Dans la culture Rock, le 3 février reste le jour connu sous le triste nom de : The day the music died (le jour où la musique s’est arrêtée).
Nous sommes en 1959.
La musique Rock est dans ses années fastes et règne en maitre dans les salons de milliers d’amateurs de musique américaine. En cette dernière année des fifthies, le Midwest accueille la Winter Dance Party 1959, une tournée hivernale en 24 dates – du 23 janvier au 15 février –, qui doit amener un groupe de six jeunes artistes à se produire dans les Etats du Wisconsin, du Minnesota, de Iowa, de l’Illinois, de l’Ohio et du Kentucky. À rebours des festivals qui démarrent sous les températures caniculaires des mois de juillet et d’aout, cette tournée pousse les artistes à lutter contre le froid pour réchauffer les cœurs des fans de Rock. Dans les gradins, les bières sont remplacées par des chocolats chauds et les bougies d’ambiance tenues au-dessus de la foule lors de slows dansants sont évincées par des plaids sous lesquelles les amoureux se recroquevillent pour affronter la rudesse de l’Hiver.
Sur scène se déroule un spectacle moins enclin aux câlins et embrassades. Des artistes accablés par des voyages pénibles dans des conditions peu supportables n’ont qu’une seule envie : faire chanter les spectateurs qui ont fait le déplacement pour les voir jouer. De vrais bêtes de scène, reconnaissants envers leur public, dont ils ne sous-estiment ni l’amour ni l’affection et pour lequel ils s’adonnent à une éternelle passion pour leur art, quitte à y laisser la voix plutôt deux fois qu’une en chantant des textes capables d’hérisser les poils des auditeurs plus des six décennies après qu’ils eurent été composés.
Parmi ces artistes d’un autre temps figurent les rockeurs Buddy Holly (23 ans), Ritchie Valens (17 ans) et Jiles Perry Richardson (29 ans), alias The Big Bopper.

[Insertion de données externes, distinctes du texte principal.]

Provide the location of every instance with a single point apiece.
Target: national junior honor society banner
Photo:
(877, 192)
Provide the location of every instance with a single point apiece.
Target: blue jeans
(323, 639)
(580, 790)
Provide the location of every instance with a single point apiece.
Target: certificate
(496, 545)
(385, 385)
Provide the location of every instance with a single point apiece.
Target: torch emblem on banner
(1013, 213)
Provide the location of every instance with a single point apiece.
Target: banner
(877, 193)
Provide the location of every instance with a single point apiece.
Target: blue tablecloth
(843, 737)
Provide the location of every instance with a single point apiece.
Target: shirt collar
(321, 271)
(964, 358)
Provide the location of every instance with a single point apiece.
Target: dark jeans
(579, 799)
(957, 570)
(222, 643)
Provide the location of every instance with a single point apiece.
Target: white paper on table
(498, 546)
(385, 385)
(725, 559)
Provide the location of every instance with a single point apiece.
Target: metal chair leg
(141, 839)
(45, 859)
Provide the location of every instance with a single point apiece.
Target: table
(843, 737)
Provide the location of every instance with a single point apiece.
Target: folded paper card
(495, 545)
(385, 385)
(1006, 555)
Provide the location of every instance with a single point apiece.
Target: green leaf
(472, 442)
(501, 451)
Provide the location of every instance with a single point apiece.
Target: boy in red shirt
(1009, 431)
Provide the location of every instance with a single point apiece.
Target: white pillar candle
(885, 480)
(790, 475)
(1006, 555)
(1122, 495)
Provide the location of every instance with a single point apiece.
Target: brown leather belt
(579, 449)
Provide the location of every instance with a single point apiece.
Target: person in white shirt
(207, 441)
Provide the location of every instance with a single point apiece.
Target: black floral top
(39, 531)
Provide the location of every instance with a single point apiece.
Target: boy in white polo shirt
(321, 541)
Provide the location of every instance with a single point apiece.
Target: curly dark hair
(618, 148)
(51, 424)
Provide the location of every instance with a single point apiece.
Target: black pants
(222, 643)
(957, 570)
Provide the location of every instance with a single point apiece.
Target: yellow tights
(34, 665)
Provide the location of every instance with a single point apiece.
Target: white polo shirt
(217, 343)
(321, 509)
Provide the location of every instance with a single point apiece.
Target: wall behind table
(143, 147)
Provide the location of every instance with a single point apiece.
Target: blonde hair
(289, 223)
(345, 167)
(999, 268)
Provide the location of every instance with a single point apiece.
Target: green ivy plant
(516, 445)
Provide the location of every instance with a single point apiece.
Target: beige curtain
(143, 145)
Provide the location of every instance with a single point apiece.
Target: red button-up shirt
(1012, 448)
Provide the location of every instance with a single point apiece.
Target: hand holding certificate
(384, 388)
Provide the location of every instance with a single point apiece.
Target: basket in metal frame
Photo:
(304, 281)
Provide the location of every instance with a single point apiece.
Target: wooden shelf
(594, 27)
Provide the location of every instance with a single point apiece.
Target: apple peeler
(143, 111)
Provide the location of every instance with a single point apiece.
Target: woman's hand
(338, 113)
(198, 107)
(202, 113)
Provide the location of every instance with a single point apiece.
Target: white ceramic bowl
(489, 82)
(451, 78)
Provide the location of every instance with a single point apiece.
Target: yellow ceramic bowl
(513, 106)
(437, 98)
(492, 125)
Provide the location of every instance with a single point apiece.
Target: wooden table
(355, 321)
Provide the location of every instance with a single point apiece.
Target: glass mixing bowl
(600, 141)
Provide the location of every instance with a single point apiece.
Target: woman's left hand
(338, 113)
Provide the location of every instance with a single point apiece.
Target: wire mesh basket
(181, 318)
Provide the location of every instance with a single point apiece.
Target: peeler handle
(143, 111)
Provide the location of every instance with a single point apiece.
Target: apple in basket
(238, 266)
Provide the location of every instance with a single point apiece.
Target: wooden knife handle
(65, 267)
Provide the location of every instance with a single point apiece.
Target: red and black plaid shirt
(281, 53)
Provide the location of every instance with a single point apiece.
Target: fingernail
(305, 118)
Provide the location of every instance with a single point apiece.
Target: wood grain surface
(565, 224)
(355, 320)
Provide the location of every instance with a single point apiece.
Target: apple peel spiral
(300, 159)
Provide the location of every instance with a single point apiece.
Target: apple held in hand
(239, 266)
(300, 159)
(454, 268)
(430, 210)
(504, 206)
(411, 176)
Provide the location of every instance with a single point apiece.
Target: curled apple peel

Le soir du 2 février 1959, ils donnent leur dernier concert, avant de disparaitre tragiquement dans un accident aérien, quelques heures seulement après la performance donnée sur la scène de Clear Lake dans l’Iowa.
Formé spécifiquement par Buddy Holly pour la Winter Dance Party, le groupe est composé de trois artistes supplémentaires : le guitariste Tommy Allsup, le chanteur Waylon Jennings et le batteur Carl Bunch. Ce dernier ne participe pas au concert de Clear Lake en raison d’une hospitalisation survenue le jour même pour des gelures contractées aux jambes lors de ces rudes voyages en bus. Ne bénéficiant pas d’une logistique adaptée à leurs déplacements entre deux localités, le groupe souffre du froid et de l’inconfort des voyages de nuits. L’enthousiasme des premiers jours de la tournée s’effrite rapidement aux dépens des états grippaux qui s’accumulent au sein des membres du groupe.
Après un peu plus d’une semaine de tournée, s’en est déjà de trop pour Buddy Holly. À son look de binoclard-premier-de-classe se greffe un caractère de leader affirmé. C’est en cette qualité qu’il affrète un petit avion le soir du 2 février après le concert donné à Clear Lake. Le vol doit relier la localité de Iowa à Moorhead, située dans le Minnesota. Sa place à bord est assurée, tandis que les deux autres sièges de l’aéronef s’arrachent à coup d’arrangements entre les autres membres du groupe. Waylon Jennings cède volontairement sa place à un J. P. Richardson affaibli par la grippe. Ritchie Valens gagne quant à lui son siège à pile-ou-face aux dépens de Tommy Allsup. Taquin après sa victoire au jeu de la monnaie, Valens souhaite un bon trajet en bus à Allsup, lequel rétorque d’un ton revanchard espérer que « l’avion se crash », phrase qu’il regrette jusqu’à son dernier souffle, expiré en janvier 2017.
Quelques minutes après le décollage, peu avant 1h00 du matin du 3 février, le pilote – mal informé sur les conditions météorologiques en cette nuit d’Hiver – perd le contrôle de l’appareil. Les décombres de l’avion sont retrouvés dans un champ à l’aube du matin même, à une dizaine de kilomètres de l’aéroport d’où les trois artistes et le pilote s’étaient envolés pour ne jamais atterrir.
Cette année, sur cette plaine boueuse du mois de février, la floraison prévue au printemps n’eut pas lieu. Ni les années suivantes d’ailleurs. Les jeunes germes qui avaient donné leurs premiers éclats récemment, s’étaient définitivement volatilisés. Dans l’esprit des observateurs, qui les virent les années précédentes, ne restait désormais plus que le souvenir d’un émerveillement soudain, qui s’est arrêté un soir de février.